室内の貴重品、財布、身分証はデスクに置かれたままであり、計画的な夜逃げや誘拐の可能性は低い。彼らは、ただ「消えた」かのように見える。
【回収端末ログ】
最終使用履歴:7月10日 03:17
最終編集ファイル:final_reader.txt
最終閲覧動画:「あなたはもう選んでいるのだ」
再生位置 04:21:画面には誰も映っておらず、ただ「ダークグリーン」の背景と、「さあ、こちらへ」というテロップだけが固定されていた。
【ブラウザタブ復元】
久世の端末には、以下の検索ワードが並んでいた。
・「通知を二度と受け取らない設定」
・「この世で最も静かな場所」
・「人間関係の完全なリセット」
・「存在を消す 方法」
【音声記録断片 02:11:07】
(突発的な電気的ノイズ。椅子が激しく床を擦る音)
篠崎:「先生、それ以上見ないで。
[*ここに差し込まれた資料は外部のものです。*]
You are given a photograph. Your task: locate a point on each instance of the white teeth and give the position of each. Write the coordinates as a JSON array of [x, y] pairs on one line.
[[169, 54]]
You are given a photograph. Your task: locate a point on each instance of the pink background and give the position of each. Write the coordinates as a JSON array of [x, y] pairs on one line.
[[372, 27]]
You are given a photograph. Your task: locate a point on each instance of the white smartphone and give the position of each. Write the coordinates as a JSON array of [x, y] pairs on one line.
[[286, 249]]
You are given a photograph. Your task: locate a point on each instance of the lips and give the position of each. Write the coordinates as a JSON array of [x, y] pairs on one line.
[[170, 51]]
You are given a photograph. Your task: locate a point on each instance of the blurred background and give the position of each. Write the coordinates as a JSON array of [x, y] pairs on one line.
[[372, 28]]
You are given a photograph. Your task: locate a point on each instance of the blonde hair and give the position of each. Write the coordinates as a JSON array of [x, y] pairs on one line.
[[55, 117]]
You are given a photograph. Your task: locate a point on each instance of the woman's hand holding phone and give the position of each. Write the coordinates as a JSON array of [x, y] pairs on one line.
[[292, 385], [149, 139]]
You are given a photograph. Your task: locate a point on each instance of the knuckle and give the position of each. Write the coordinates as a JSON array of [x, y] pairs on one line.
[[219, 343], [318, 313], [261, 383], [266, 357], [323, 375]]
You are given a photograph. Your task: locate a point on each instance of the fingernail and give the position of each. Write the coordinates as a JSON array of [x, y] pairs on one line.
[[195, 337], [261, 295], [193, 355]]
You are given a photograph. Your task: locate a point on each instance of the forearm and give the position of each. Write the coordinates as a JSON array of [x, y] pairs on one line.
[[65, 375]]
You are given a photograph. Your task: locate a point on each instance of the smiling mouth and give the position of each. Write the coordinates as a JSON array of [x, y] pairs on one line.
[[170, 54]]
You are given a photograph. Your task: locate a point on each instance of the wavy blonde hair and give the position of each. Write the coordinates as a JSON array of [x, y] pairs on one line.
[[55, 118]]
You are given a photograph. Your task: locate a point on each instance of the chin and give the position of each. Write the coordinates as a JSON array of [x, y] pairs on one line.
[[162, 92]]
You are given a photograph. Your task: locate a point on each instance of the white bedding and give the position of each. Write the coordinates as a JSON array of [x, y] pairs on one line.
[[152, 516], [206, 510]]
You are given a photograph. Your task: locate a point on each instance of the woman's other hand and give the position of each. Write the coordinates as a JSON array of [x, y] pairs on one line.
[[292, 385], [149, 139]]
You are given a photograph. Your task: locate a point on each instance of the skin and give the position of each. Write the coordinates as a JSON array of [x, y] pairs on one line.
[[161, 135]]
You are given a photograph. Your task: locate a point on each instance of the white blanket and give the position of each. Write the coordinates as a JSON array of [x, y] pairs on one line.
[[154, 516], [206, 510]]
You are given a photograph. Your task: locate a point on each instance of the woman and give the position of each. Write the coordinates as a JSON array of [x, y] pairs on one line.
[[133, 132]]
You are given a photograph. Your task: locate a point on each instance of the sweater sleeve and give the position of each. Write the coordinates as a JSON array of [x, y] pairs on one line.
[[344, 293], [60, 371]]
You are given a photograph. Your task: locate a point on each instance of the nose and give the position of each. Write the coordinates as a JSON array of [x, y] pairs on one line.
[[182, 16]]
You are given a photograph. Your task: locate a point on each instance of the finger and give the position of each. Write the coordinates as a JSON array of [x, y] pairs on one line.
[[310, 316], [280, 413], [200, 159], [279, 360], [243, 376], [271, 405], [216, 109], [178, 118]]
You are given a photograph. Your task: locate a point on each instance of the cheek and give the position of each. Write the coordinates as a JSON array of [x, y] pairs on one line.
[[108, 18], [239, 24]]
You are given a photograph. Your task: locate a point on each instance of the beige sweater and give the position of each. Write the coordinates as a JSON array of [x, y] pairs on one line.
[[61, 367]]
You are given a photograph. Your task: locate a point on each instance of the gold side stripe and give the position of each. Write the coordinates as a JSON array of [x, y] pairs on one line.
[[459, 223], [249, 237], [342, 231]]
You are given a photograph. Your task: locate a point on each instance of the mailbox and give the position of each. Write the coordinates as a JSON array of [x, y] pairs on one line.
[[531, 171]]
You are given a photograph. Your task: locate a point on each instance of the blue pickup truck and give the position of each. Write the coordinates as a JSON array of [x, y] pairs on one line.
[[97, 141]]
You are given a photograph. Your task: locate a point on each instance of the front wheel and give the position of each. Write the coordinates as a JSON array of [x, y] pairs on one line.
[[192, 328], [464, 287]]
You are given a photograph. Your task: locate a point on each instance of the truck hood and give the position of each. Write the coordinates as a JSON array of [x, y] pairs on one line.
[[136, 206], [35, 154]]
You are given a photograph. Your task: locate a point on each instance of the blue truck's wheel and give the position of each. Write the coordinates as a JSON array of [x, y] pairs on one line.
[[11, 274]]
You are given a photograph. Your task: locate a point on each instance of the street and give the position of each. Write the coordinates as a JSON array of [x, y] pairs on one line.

お願い、こっちを見て。……先生!」
久世:「……」
篠崎:「返事をして! 先生……透さん!」
(六秒間の重苦しい、粘りつくような無音)
久世:「……静かだ。ようやく、聞こえなくなった」
(ノイズが急激に増大し、鼓膜を刺すような高音へ変化する)
【復元映像ログ 02:13:44】
防犯カメラの映像には、PCの電源を無理やり落とそうとする篠崎ミナの姿が映っている。久世は抵抗せず、ただモニターの光を浴び続け、窓の外──夜の闇をじっと見つめていた。
02:14:21:映像に激しい砂嵐が混じる。
02:14:27:映像復帰。
カメラが捉えた室内には、もはや誰もいなかった。
扉が開閉した記録はなく、二人の人間が数秒の間にこの密室から消失した事実は、物理学的な空白として残された。
【回収メモ(手書き)】
机の脚の隙間から発見された、殴り書きのメモ。筆跡は篠崎ミナのものと推定される。
「先生が、先生じゃなくなっていく。でも、先生が話している内容は、全部『分かる』。痛いほど納得できてしまう。だから、私は、私が怖い。これを読んでいるあなたへ。お願い。読まないで。納得しないで。『正しい』と思わないで。あなたが『一理ある』と思った瞬間、あなたも消える」
事務所の人間は消えたが、システムは稼働し続けている。
ネット上の至る所に、彼らの「痕跡」が、新たな誘い水として湧き出していた。
【匿名掲示板 新規スレッド:『報告:静かな場所に来た』】
投稿01:「通知を全部切った。誰からも連絡が来ない。驚くほど静かだ」
投稿03:「ようやく、自分の人生を自分で決められた気がする」
投稿04:「ここまで記録を読んだ人なら、私の言っている意味が分かるはずだ」
投稿者ID:KJ_017(久世の事件番号と一致)
【SNSログ追跡】
アカウント名:@quiet_room
投稿時刻:7月12日 03:17
投稿内容:「静かな方へ」
添付画像:極めて解像度の低い、逆光の空。その中心に、寄り添うように立つ二人の人影のような影が確認できる。
【回収データ:未送信の下書き】
もし、あなたがここまで読み進め、二人が消えた物語の結末を見届けてもなお、「自分は大丈夫だ」 「自分は正気を保っている」と確信しているなら。
多分、それが一番危ない。
あなたの心の中に、もう『静寂』への扉は作られているのだから。